Following last month's
thread about the relative merits of XML
and JSON, I think there's a way to get the
advantages of both:
Instead of creating yet another
data format incompatible with XML, it's
actually possible to transform
_reversibly_ XML into something that is as
human-friendly as JSON.
This way, we can present the same
data as "normal" XML to be consumed
programs, or as "simplified" XML to be
reviewed and edited by humans. And convert
it back and forth between the two
presentations when going from programs to
humans and back.
I developed several years ago a Tcl
script that did exactly that.
The script, and my proposed
"Simplified XML" format, aka. SML, were
presented at the 2013 Tcl conference:
http://www.tclcommunityassociation.org/wub/proceedings/Proceedings-2013/JeanFrancoisLarvoire/A%20simpler%20and%20shorter%20representation%20of%20XML%20data%20inspired%20by%20Tcl.pdf
This script is open-sourced and
available there:
https://github.com/JFLarvoire/SysToolsLib/blob/master/Tcl/sml.tcl
To use it in Windows, you'll need
to install a Tcl interpreter.
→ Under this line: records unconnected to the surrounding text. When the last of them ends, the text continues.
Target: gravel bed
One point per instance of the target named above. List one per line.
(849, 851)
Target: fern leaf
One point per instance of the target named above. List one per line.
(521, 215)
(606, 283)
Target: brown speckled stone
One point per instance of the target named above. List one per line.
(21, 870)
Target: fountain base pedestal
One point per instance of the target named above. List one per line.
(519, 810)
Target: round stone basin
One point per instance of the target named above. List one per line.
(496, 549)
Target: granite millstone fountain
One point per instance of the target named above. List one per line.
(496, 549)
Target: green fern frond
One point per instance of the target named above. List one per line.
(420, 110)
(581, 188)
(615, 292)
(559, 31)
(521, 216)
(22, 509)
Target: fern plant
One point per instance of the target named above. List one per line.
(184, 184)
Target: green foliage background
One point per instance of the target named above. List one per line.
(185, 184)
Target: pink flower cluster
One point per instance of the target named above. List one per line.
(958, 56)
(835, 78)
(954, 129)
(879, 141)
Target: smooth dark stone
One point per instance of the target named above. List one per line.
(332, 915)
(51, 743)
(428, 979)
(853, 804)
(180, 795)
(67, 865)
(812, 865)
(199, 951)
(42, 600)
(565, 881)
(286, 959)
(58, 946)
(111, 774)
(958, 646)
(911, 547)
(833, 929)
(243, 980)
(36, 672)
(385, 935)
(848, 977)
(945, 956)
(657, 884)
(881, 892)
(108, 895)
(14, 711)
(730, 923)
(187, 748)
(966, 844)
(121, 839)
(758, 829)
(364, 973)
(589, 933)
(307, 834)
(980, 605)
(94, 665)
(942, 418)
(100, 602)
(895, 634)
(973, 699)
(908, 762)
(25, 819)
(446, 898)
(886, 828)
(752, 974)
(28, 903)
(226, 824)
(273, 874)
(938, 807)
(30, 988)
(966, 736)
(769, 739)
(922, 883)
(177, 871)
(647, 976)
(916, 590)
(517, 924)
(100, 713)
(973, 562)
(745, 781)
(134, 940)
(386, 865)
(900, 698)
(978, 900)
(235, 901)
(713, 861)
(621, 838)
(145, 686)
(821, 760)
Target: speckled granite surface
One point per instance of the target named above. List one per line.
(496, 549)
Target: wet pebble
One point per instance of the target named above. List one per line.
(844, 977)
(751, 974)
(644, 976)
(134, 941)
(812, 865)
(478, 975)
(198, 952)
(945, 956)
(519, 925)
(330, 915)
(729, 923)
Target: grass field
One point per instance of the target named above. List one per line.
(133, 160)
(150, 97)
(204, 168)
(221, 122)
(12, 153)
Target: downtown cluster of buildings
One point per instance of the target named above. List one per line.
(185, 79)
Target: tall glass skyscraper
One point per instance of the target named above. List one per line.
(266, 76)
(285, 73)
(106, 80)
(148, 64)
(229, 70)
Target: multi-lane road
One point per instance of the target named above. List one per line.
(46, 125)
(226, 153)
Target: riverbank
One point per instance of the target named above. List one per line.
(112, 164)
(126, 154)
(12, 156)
See
instructions on this page if needed:
https://github.com/JFLarvoire/SysToolsLib/tree/master/Tcl
Note that I've been told that
another data format called sml was
proposed in 1999.
Mine has no relationship whatsoever
with the other.
If this homonymy is a problem, I'm
open to any alternative name!
Here's an example of what the
transformation does:
`cat sample.xml`
<?xml version="1.0"?>
<formats>
<format
name="XML">
<author>W3C</author>
<standardized>2008</standardized>
<advantage>Can
define formal syntaxes, that can be
verified</advantage>
<advantage>Widely
adopted, many XML-based
standards</advantage>
<drawback>Hard
to read by humans</drawback>
</format>
<format
name="JSON">
<author>Douglas
Crockford</author>
<standardized>2013</standardized>
<advantage>Easy
to read by humans</advantage>
<drawback>Incompatible
with XML</drawback>
</format>
<format
name="SML">
<author>Jean-Francois
larvoire</author>
<advantage>Same
advantages as XML. It is XML presented
differently.</advantage>
<advantage>Easy
to read by humans</advantage>
<drawback>No
I/O libraries available
yet</drawback>
</format>
</formats>
Then `cat sample.xml |
sml` displays:
?xml
version="1.0"
formats {
format
name="XML" {
author
W3C
standardized
2008
advantage
"Can define formal syntaxes, that can be
verified"
advantage
"Widely adopted, many XML-based
standards"
drawback
"Hard to read by humans"
}
format
name="JSON" {
author
"Douglas Crockford"
standardized
2013
advantage
"Easy to read by humans"
drawback
"Incompatible with XML"
}
format
name="SML" {
author
"Jean-Francois larvoire"
advantage
"Same advantages as XML. It is XML
presented differently."
advantage
"Easy to read by humans"
drawback
"No I/O libraries available yet"
}
}
And finally `cat sample.xml |
sml | sml` outputs an identical
copy of the initial XML file.
Try it out with any of your XML
files, and you'll be surprised of how much
easier it is to edit them!
XSLT files transformed this way
even become pleasant for C programmers!
Of course, there's nothing that
prevents programs from actually producing
or consuming SML directly. There are no
libraries available for doing it yet, but
in simple cases as in the example above,
the parsing is relatively trivial.
The nice thing is that this
transition can be done progressively, as
the new SML-aware programs will remain
compatible with your old programs that
only know about standard XML.
Simply pipe the data through the
sml.tcl script to make them understand
each other!
Limitations: The sml.tcl program is
well tested (I've used it for years), but
it has known limitations:
- It will not convert UTF-16 or
EBCDIC or MBCS files correctly.
- I've done very little testing
with Unicode characters > \u00FF, so
I'm not sure it will work fine with these
in UTF-8 files.
- I've tested the reversibility
with the whole libxml2 test suite. Still,
my parsing definitely does not cover all
corner cases of the XML specification.
There surely are bugs still hiding there,
but hopefully only for the least used
features of XML.
Any feedback welcome!